The intelligence community, like most everyone else, has big plans to jump into the world of artificial intelligence and automation, and among the IC’s priorities for the future, the prospect of AI holds perhaps the greatest potential.
“This area holds some of the most promise that we have across the intelligence community, it really does,” Lt. Gen. John Bansemer, assistant director of national intelligence for partner engagement within the Office of the Director of National Intelligence, said Wednesday at the Intelligence and National Security Summit in National Harbor, Maryland. “It’s also an area that we’re probably collaborating as closely with the [undersecretary of defense for intelligence] and the department.”
The Pentagon has already designated artificial intelligence and machine learning as a key component of its 2018 national defense strategy. DoD solidified that interest earlier this summer when it stood up a new Joint Artificial Intelligence Center (JAIC), housed within its CIO shop.
But other agencies within the intelligence community want to get into the AI game as well. These organizations see the potential to change nearly every aspect of the intelligence business, from the the way agencies continuously monitor employees for insider threats to how analysts inform and develop their own decisions.
“The holy grail down the road for us will be being able to bring that data together in an environment where you can look at and fuse both classified and publicly available information in one spot, because that’s real power,” Neil Wiley, director for analysis at the Defense Intelligence Agency, said.
For now, at least, the IC envisions an opportunity where AI can help supplement — not completely replace — the work that many analysts do daily.
“It can be a very powerful sidecar to our scarcest resource, which is really good analysts,” Dawn Meyerriecks, director of science and technology for the CIA, said. “We don’t look at this as it’s going to suddenly make analytic talent obsolete. It takes our best people and it cues up for them the things that are going to fundamentally impact their judgments.”
As multiple IC officials said during the span of the two-day intelligence summit, they don’t envision a scenario where new machine-learning capabilities knock many people out of their jobs.
“I don’t think that we’re talking about creating completely autonomous capabilities here,” Bansemer said. “There’s still going to be a person, an analyst, in the loop. When we had earlier discussions with our analysts, a lot thought that we were trying to work them out of a job. I’m not worried about that for at least the next 10-to-20 years.”
The potential for automation and AI means intelligence analysts will have access to a larger body of information to tackle a problem or consider a scenario. Under the current, manual process analysts can only consider as much data as they can physically handle and process.
“Our through-put is extraordinarily small, and we only really consider a fraction of the potentially relevant information out there,” Wiley said.
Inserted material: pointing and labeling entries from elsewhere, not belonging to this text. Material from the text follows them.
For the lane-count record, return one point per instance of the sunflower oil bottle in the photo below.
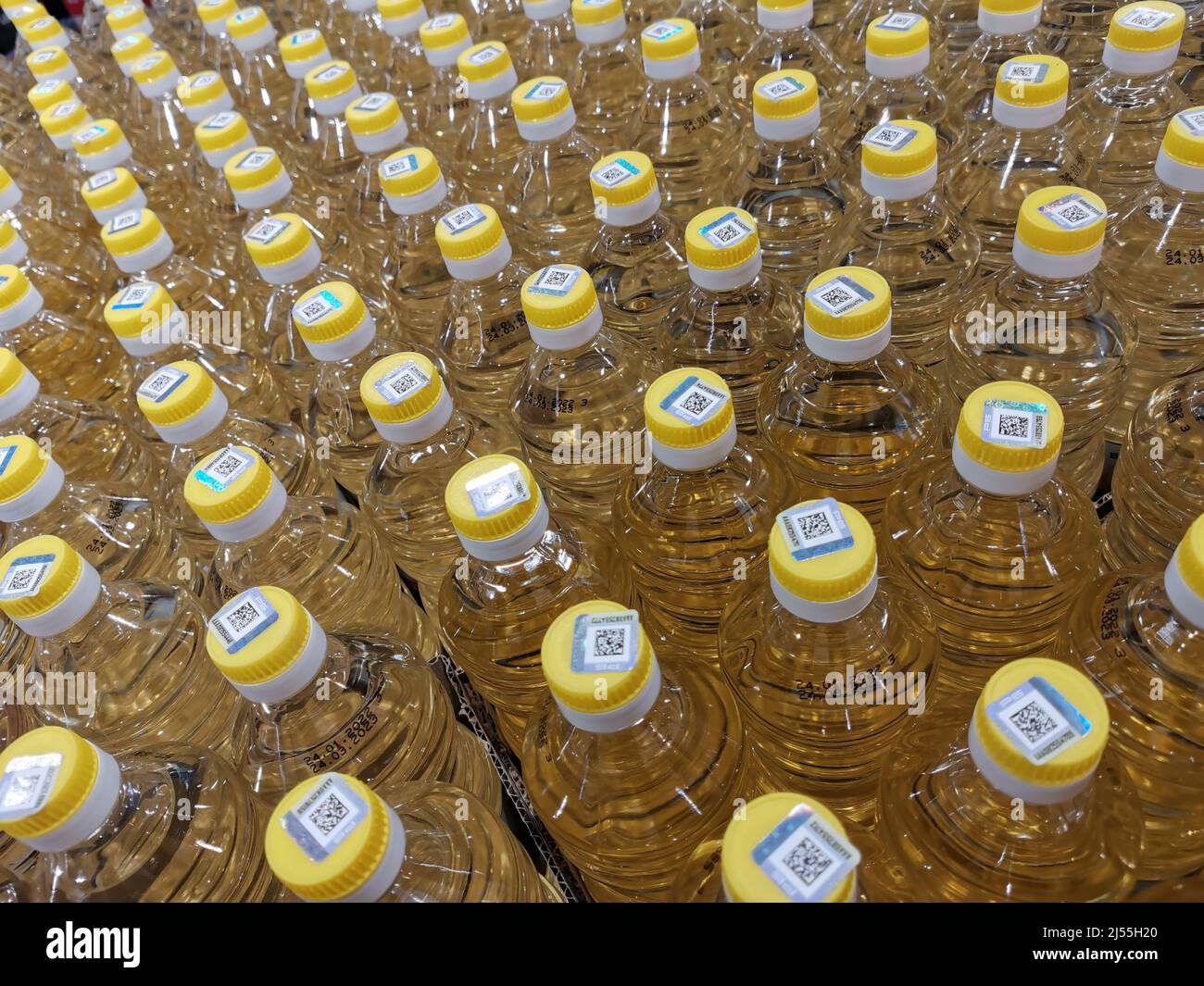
(734, 319)
(520, 568)
(1027, 145)
(428, 842)
(109, 828)
(549, 191)
(578, 405)
(794, 184)
(1015, 797)
(694, 526)
(690, 129)
(1139, 633)
(850, 414)
(994, 541)
(906, 229)
(636, 261)
(137, 644)
(1156, 252)
(624, 725)
(309, 700)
Automation could potentially give intelligence analysts a larger body of data to consider, which would open new possibilities from both an analytical and ethical mentality, he added.
“The intelligence community has learned a lot of lessons, sometimes painfully, about what characterizes an intelligence assessment,” Wiley said. “What are the hallmarks, ethically, of an intelligence assessment? They’re laid out in the intelligence community directives. We have to be clear about the level of confidence we had. We have to be clear about how we arrived at our judgments, what sources were available to us, what we liked and what we didn’t like, what assumptions we made.”
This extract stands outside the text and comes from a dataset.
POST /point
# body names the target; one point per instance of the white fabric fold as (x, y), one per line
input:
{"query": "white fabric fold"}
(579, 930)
The IC will need to make the same considerations for future machine-generated assessments.
“Just because a machine generated it, does not get us off the hook for the ethical standards required of an intelligence problem,” Wiley said.
Like most other federal organizations, the intelligence community is still searching AI’s specific path forward.
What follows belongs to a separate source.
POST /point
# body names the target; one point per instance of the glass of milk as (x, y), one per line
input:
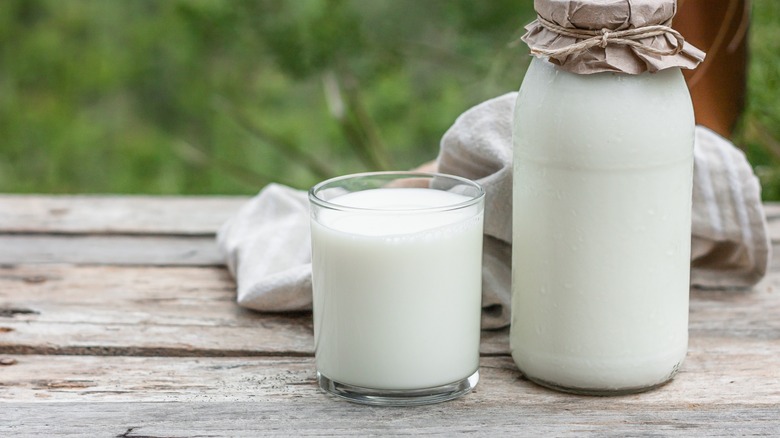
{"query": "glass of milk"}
(397, 281)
“The weak link is really our own vision for how we can implement it,” Lt. Gen. Darsie Rogers, deputy director for combat support at the Defense Threat Reduction Agency, said. “What processes do we have that artificial intelligence can help with? It will grow rapidly, exponentially, once more and more folks in uniform and folks in the department get a sense for what it means to have a data-driven decision. What kind of data do you need? What form do you need it in? What is your process for getting that data into a place that a machine can operate on it?”